The “lender credit” offered in the flier described is directed at “Fellow Parents and Faculty” and promises that “If you purchase or sell a home with me I will donate $300 back to our classrooms.” This offer could constitute a violation of Section 8 of the Real Estate Settlement Procedures Act (RESPA), which reads in pertinent part:

“No person shall give and no person shall accept any fee, kickback, or thing of value pursuant to any agreement or understanding, oral or otherwise, that business incident to or part of a real estate settlement service involving a federally related mortgage loan shall be referred to any person.”

There are three elements to an illegal kickback under RESPA: (1) a “thing of value,” (2) an “agreement or understanding,” and (3) a “referral” of a real estate settlement service [2] (mortgage origination is a “settlement service”).  If any of these three essential elements is missing, the activity is not illegal under RESPA. Here, however, a donation of $300 “back to our classrooms” is clearly a “thing of value,” at least for the teachers and parents of the children whose classrooms would receive the donation.

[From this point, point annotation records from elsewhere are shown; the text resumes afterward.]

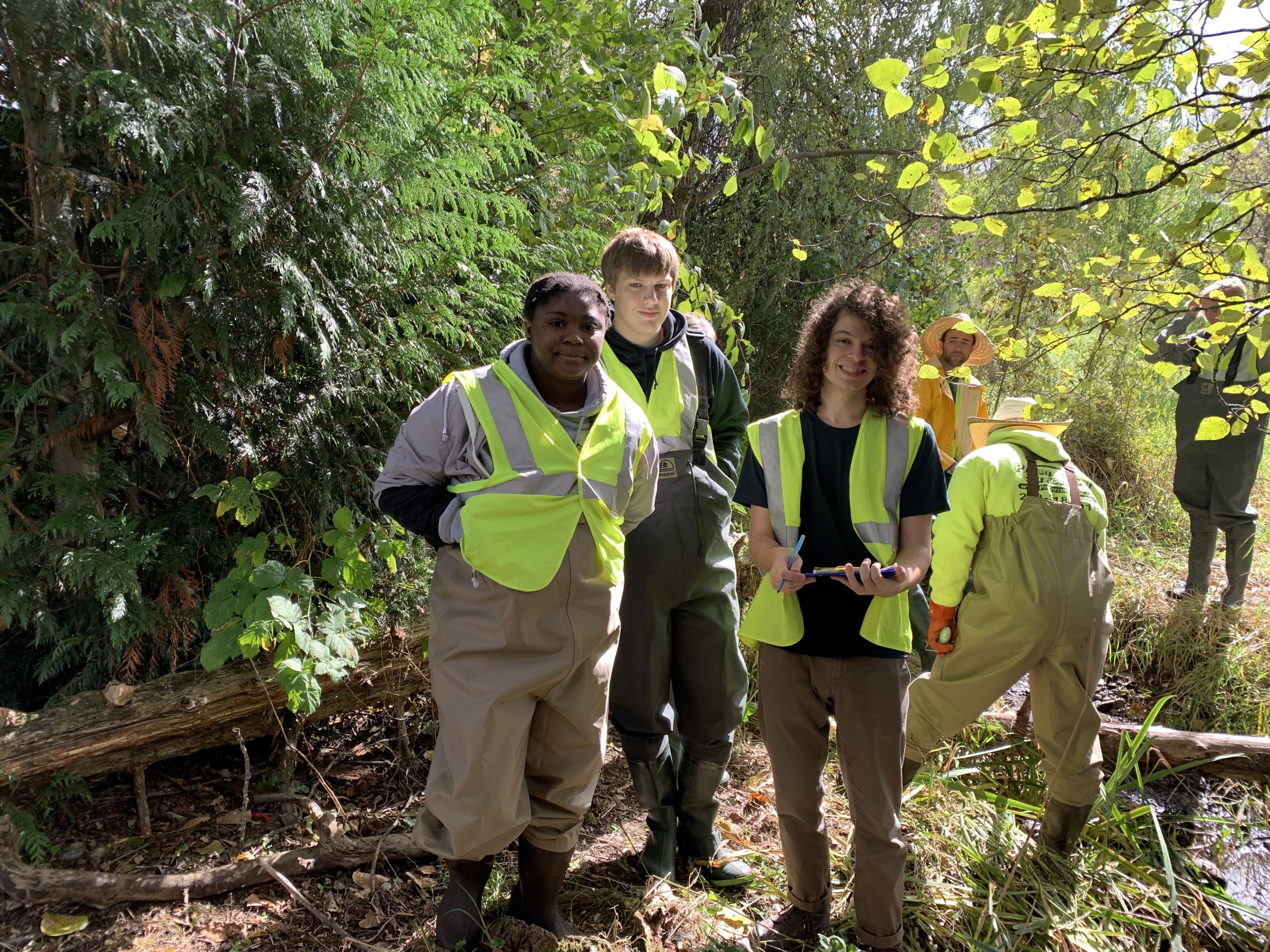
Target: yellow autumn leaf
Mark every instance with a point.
(58, 924)
(1213, 428)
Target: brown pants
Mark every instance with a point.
(521, 683)
(869, 700)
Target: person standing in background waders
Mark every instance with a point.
(1033, 530)
(858, 480)
(948, 397)
(525, 475)
(679, 668)
(1213, 477)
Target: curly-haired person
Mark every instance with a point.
(859, 481)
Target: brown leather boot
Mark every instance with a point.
(459, 923)
(790, 930)
(534, 900)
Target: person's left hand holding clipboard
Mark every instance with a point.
(869, 579)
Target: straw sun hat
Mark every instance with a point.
(933, 338)
(1012, 414)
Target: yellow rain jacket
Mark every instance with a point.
(994, 481)
(948, 413)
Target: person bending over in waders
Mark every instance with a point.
(1213, 477)
(525, 475)
(948, 395)
(1033, 530)
(679, 669)
(856, 481)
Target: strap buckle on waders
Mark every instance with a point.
(1074, 488)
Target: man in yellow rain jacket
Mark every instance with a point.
(948, 394)
(948, 397)
(1033, 530)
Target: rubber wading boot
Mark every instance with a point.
(656, 794)
(1199, 560)
(1239, 564)
(534, 898)
(789, 930)
(698, 810)
(459, 923)
(910, 770)
(1062, 824)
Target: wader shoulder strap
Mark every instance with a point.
(1074, 486)
(701, 431)
(1232, 370)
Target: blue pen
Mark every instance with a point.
(793, 556)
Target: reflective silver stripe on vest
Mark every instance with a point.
(557, 484)
(689, 394)
(631, 452)
(520, 457)
(770, 451)
(534, 481)
(887, 534)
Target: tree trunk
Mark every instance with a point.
(1250, 761)
(183, 714)
(334, 851)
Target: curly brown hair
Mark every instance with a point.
(894, 347)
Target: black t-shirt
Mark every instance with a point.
(832, 613)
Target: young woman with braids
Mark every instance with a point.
(849, 472)
(526, 476)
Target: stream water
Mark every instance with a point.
(1225, 824)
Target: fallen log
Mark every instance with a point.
(1248, 757)
(182, 714)
(334, 851)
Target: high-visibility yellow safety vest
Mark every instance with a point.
(1234, 363)
(885, 454)
(518, 522)
(672, 407)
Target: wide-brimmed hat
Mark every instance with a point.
(933, 338)
(1012, 414)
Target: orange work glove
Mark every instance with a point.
(942, 617)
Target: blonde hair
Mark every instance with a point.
(639, 252)
(1227, 289)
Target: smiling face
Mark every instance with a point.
(849, 359)
(958, 347)
(640, 305)
(566, 336)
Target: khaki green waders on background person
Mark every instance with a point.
(1032, 529)
(1213, 479)
(527, 504)
(679, 668)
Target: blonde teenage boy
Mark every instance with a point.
(679, 667)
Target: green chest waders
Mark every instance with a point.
(1213, 479)
(679, 669)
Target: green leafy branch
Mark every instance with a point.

On its face, the donation is offered to the persons who actually “purchase or sell a home with [the broker].” That supports an argument that the offer is only a type of “lender credit.” However, the funds are going to other parties in addition to the borrower --- “our classrooms” --- as the result of which the parents and teachers of children in those classrooms presumably benefit. The flier is apparently distributed to those same persons, such that there is a built-in inducement for them to “refer” other persons to the broker in order to increase the donations to “their” classrooms, thus satisfying the second and third requirements of Section 8.  For these kinds of “donation” arrangements to work under RESPA Section 8, the beneficiary of the donation should not also be the person from whom referral of business is sought, no matter how salutary the charitable purpose of the donation.  

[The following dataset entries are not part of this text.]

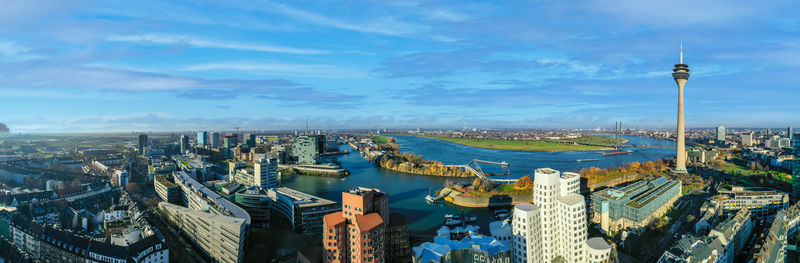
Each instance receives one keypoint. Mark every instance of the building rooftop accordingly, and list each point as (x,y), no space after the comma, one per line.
(598,243)
(526,207)
(441,245)
(303,199)
(334,218)
(369,221)
(236,211)
(571,199)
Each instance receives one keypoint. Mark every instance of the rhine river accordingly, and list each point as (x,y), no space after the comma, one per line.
(407,192)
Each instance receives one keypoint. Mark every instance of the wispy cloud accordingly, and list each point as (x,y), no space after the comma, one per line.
(14,52)
(380,25)
(209,43)
(309,70)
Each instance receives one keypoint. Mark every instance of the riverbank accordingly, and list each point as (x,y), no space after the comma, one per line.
(314,170)
(500,195)
(523,145)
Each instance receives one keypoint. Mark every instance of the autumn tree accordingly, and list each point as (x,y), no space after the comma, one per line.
(524,182)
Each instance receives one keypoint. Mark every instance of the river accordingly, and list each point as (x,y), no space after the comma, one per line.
(407,192)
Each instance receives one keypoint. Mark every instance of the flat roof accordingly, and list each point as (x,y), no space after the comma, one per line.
(597,243)
(571,199)
(303,199)
(527,207)
(228,205)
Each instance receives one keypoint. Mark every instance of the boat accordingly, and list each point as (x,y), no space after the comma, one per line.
(617,153)
(430,199)
(452,222)
(470,219)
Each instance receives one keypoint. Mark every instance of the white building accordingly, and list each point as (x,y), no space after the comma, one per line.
(554,226)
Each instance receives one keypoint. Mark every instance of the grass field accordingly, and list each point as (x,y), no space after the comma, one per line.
(518,145)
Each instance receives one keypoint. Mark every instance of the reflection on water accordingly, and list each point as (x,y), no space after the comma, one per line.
(407,192)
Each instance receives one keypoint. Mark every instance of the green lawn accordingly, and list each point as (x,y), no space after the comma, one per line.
(515,145)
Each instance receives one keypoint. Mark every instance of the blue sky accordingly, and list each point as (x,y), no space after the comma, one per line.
(169,66)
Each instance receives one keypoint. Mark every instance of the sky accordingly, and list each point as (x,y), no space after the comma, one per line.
(78,66)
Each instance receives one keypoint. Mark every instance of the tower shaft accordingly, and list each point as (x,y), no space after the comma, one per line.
(680,154)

Adoption of a charitable donation-type marketing program modeled on the realtor ad described carries increased legal and regulatory risk. It is theoretically possible to mitigate, but not entirely eliminate those risks. In the end, whether to go forward with such a program, given those risks, is a business judgment decision for management.    
Michael Pfeifer
Director/Legal & Regulatory Compliance
Lenders Compliance Group 


[1] These statutes include: The Fair Housing Act (FHA) 42 USC 3601 et seq.; Equal Credit Opportunity Act (ECOA) 15 USC 1691 et seq; CFPB Supervision and Examination Manual, Ver. 2, Part II(C), Equal Credit Opportunity Act; Home Mortgage Disclosure Act (HMDA) 12 USC 2801 et seq.
[2] A settlement service includes any service provided in connection with a prospective or actual real estate settlement. (12 C.F.R. §1024.2(b).) The making of a mortgage loan is a “settlement service” (Ibid.)